Operation Complexity
Priority queue operations O(E log V)
Total O(E log V)

Both are efficient enough for very large sparse graphs.

Common Pitfalls

Do not use MST algorithms on directed graphs.

The classical MST problem is defined for undirected weighted graphs.

Do not confuse MSTs with shortest-path trees.

An MST minimizes total tree cost.

A shortest-path tree minimizes distance from one source.

These objectives are different.

Do not forget that MSTs contain exactly:

V - 1 edges

Do not allow cycle-forming edges during construction.

Do not assume the MST is unique.

Equal-weight edges often produce multiple optimal solutions.

Shortest Path Tree vs MST

Consider:

      10
  A ------- B
   \       /
    \     /
   1 \   / 1
      \ /
       C

Shortest-path tree from A:

A-C
A-B

Cost:

11

MST:

A-C
C-B

Cost:

2

Different objectives lead to different trees.

This distinction is important.

Takeaway

A Minimum Spanning Tree connects all vertices using the smallest possible total edge weight while avoiding cycles.

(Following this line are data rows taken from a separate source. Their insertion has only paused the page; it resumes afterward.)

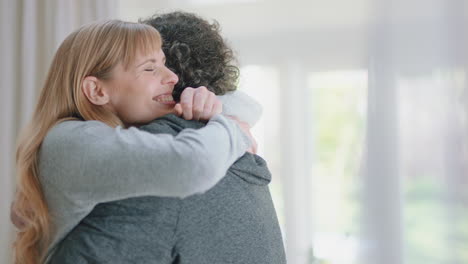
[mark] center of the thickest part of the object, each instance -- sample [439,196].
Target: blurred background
[365,114]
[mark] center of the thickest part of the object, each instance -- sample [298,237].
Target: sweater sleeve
[90,162]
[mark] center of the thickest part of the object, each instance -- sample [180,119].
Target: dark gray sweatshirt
[234,222]
[85,163]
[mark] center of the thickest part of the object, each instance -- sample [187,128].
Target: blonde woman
[81,148]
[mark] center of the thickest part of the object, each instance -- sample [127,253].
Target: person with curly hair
[233,222]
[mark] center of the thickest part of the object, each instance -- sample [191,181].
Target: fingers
[178,109]
[199,99]
[198,104]
[245,127]
[208,107]
[186,101]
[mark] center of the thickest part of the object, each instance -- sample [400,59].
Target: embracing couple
[139,151]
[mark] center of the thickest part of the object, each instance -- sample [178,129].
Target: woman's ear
[95,91]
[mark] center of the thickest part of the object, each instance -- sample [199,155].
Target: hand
[198,104]
[245,127]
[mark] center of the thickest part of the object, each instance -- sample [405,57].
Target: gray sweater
[84,163]
[234,222]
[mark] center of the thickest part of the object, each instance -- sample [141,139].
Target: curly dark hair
[196,52]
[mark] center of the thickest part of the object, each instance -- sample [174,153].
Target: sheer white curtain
[416,176]
[30,32]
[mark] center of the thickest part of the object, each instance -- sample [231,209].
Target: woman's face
[142,92]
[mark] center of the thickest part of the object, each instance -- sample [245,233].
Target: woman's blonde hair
[92,50]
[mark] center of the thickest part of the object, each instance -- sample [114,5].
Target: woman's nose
[171,77]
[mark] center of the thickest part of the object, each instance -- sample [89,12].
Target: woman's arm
[91,162]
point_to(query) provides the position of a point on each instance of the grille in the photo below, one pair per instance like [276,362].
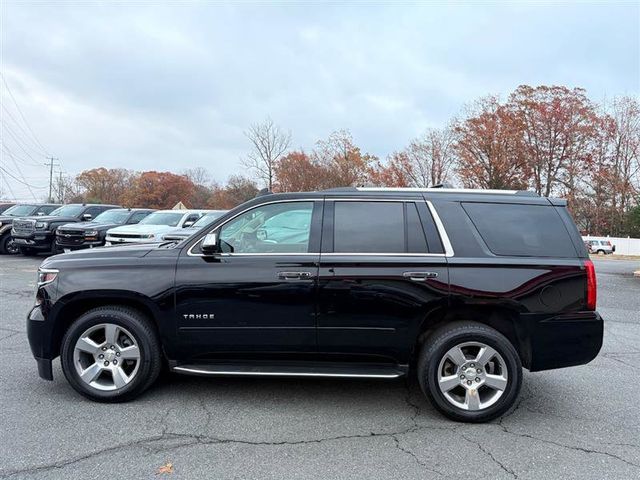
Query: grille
[24,227]
[126,235]
[69,237]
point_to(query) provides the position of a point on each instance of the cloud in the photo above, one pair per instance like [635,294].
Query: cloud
[175,87]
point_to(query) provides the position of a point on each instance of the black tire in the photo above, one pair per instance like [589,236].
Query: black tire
[145,335]
[436,347]
[7,247]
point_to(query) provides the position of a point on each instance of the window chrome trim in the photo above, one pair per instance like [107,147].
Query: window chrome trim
[448,249]
[288,200]
[446,243]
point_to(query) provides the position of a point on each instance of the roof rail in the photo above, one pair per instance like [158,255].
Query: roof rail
[342,189]
[443,189]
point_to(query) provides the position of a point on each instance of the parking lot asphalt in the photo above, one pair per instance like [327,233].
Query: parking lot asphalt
[575,423]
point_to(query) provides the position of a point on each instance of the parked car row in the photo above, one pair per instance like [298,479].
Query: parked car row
[34,228]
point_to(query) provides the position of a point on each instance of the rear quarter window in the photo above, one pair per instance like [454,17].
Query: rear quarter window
[521,230]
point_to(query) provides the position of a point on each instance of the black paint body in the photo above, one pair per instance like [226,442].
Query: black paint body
[360,308]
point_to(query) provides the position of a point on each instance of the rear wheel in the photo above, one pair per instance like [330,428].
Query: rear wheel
[470,372]
[111,354]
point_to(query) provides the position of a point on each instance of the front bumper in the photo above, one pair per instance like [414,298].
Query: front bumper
[37,241]
[560,341]
[78,245]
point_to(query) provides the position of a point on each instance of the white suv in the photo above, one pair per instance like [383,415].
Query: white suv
[601,247]
[151,228]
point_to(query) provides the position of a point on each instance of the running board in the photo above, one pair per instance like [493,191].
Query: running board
[294,369]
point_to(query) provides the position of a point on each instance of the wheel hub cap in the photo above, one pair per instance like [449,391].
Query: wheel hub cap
[106,357]
[472,376]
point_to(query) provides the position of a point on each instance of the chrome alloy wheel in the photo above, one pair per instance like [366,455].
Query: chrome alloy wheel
[472,376]
[106,357]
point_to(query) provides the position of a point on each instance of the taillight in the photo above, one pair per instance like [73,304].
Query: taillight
[592,285]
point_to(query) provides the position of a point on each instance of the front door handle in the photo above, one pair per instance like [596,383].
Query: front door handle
[419,276]
[294,275]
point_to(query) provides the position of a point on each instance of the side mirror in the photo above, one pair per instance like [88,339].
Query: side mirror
[210,244]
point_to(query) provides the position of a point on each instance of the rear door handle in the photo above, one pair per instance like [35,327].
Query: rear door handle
[294,275]
[419,276]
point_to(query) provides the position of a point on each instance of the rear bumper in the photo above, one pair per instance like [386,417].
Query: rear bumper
[560,341]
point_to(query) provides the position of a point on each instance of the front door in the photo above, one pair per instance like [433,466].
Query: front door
[258,295]
[382,271]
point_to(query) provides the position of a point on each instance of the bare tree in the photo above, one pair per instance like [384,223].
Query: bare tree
[198,175]
[269,144]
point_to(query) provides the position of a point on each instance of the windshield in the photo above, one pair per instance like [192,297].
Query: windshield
[20,210]
[112,216]
[207,219]
[162,218]
[68,211]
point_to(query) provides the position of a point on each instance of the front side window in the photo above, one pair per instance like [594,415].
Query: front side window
[136,217]
[68,211]
[273,228]
[20,210]
[112,216]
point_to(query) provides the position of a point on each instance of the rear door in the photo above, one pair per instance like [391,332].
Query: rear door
[382,269]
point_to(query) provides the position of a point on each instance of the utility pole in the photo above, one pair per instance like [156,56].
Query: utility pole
[60,188]
[50,165]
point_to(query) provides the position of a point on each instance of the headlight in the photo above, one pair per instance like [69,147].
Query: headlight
[46,275]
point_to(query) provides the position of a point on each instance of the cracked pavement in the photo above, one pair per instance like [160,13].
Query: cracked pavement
[580,422]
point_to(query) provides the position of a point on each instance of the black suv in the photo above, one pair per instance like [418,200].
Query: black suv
[20,210]
[38,234]
[74,236]
[464,288]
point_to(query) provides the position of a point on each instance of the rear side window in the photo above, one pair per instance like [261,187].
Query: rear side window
[380,227]
[521,230]
[368,227]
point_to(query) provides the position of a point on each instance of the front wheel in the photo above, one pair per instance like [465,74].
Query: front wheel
[111,354]
[7,247]
[470,372]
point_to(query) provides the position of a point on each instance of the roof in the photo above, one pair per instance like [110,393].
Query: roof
[434,194]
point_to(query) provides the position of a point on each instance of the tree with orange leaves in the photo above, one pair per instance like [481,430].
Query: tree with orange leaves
[490,147]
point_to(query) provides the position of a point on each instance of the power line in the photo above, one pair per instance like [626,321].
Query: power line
[17,124]
[35,137]
[51,163]
[24,180]
[13,195]
[10,132]
[20,181]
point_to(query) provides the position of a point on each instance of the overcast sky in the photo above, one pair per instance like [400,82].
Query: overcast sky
[170,88]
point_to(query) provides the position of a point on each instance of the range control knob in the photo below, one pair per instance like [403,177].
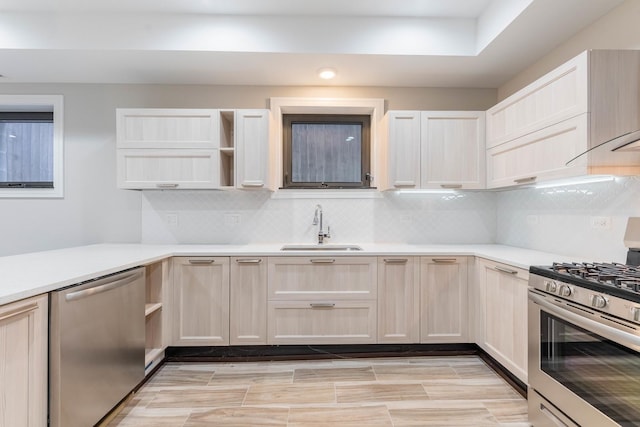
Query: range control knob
[565,291]
[598,301]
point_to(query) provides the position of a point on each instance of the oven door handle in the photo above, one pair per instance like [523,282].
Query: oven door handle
[623,338]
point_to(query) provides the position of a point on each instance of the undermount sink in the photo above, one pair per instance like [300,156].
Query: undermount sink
[321,248]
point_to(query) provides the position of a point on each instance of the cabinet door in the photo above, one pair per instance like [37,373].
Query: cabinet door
[453,150]
[23,363]
[142,169]
[557,96]
[252,148]
[201,301]
[248,301]
[398,300]
[505,315]
[443,300]
[540,156]
[166,128]
[404,149]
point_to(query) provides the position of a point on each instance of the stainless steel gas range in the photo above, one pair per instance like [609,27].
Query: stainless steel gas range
[584,345]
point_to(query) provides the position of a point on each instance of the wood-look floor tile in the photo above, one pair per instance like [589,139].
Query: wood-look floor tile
[200,397]
[508,411]
[231,378]
[376,392]
[441,417]
[333,375]
[344,416]
[240,417]
[469,389]
[413,372]
[294,394]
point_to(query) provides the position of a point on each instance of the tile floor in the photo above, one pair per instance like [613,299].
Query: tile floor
[415,391]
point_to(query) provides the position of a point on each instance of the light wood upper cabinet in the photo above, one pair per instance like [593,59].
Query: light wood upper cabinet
[252,148]
[443,300]
[23,362]
[436,149]
[404,149]
[453,149]
[502,290]
[398,300]
[200,301]
[557,126]
[248,301]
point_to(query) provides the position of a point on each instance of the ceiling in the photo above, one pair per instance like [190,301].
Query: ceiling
[412,43]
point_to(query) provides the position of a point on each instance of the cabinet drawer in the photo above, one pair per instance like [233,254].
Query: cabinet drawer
[327,322]
[139,169]
[320,278]
[167,128]
[539,156]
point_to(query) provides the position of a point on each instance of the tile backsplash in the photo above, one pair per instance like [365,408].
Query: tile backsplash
[240,217]
[565,220]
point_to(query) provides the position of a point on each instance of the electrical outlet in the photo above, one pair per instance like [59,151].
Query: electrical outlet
[601,222]
[171,219]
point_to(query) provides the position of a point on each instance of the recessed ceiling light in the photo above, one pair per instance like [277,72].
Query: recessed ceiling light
[326,73]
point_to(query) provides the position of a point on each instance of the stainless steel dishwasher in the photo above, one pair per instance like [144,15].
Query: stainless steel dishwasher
[96,347]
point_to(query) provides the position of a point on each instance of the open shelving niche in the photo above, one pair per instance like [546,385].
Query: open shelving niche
[155,294]
[227,148]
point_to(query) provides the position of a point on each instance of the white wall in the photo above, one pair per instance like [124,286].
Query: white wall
[94,210]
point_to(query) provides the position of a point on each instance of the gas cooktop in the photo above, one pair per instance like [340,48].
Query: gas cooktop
[615,279]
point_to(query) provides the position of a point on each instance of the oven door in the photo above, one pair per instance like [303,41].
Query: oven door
[585,364]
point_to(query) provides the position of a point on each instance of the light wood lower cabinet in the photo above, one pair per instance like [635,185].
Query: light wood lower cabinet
[443,300]
[23,363]
[322,300]
[502,290]
[200,301]
[248,301]
[398,300]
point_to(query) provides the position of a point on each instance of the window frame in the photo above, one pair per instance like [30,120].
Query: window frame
[40,103]
[288,119]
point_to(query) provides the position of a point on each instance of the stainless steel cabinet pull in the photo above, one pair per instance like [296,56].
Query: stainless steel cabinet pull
[523,180]
[505,270]
[396,260]
[19,311]
[249,261]
[444,260]
[322,305]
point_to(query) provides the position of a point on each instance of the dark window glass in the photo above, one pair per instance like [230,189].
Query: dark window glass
[326,151]
[26,150]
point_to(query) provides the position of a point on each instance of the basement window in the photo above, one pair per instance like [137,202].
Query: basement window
[30,146]
[326,151]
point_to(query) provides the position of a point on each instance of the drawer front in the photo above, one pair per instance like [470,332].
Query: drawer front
[322,277]
[138,169]
[316,322]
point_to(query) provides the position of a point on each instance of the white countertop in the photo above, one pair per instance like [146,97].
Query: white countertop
[23,276]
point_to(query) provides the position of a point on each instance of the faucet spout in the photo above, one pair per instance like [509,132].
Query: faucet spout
[317,220]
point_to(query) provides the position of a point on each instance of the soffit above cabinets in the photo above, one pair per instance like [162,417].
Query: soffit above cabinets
[413,43]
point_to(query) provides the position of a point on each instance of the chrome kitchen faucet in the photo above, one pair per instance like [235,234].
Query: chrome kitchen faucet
[317,220]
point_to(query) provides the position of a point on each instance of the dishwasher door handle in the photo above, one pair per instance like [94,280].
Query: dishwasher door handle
[104,285]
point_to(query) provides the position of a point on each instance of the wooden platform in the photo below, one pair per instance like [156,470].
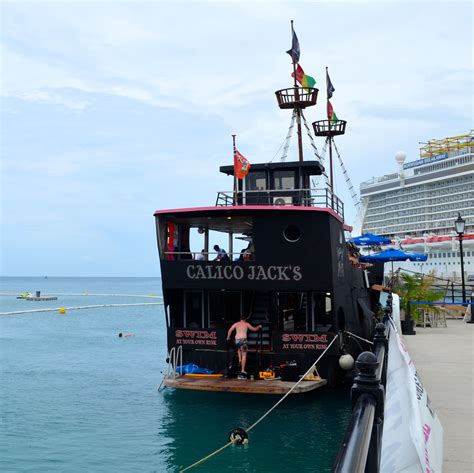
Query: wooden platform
[242,385]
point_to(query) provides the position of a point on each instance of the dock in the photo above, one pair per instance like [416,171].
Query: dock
[245,386]
[444,359]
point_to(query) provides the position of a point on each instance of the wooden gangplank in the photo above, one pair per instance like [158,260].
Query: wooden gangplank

MSTs form the foundation of network design, infrastructure planning, clustering, and many optimization problems. Kruskal's algorithm grows the solution by selecting globally cheapest edges, while Prim's algorithm expands a single tree through locally cheapest connections. Both exploit the cut property and produce optimal solutions in polynomial time.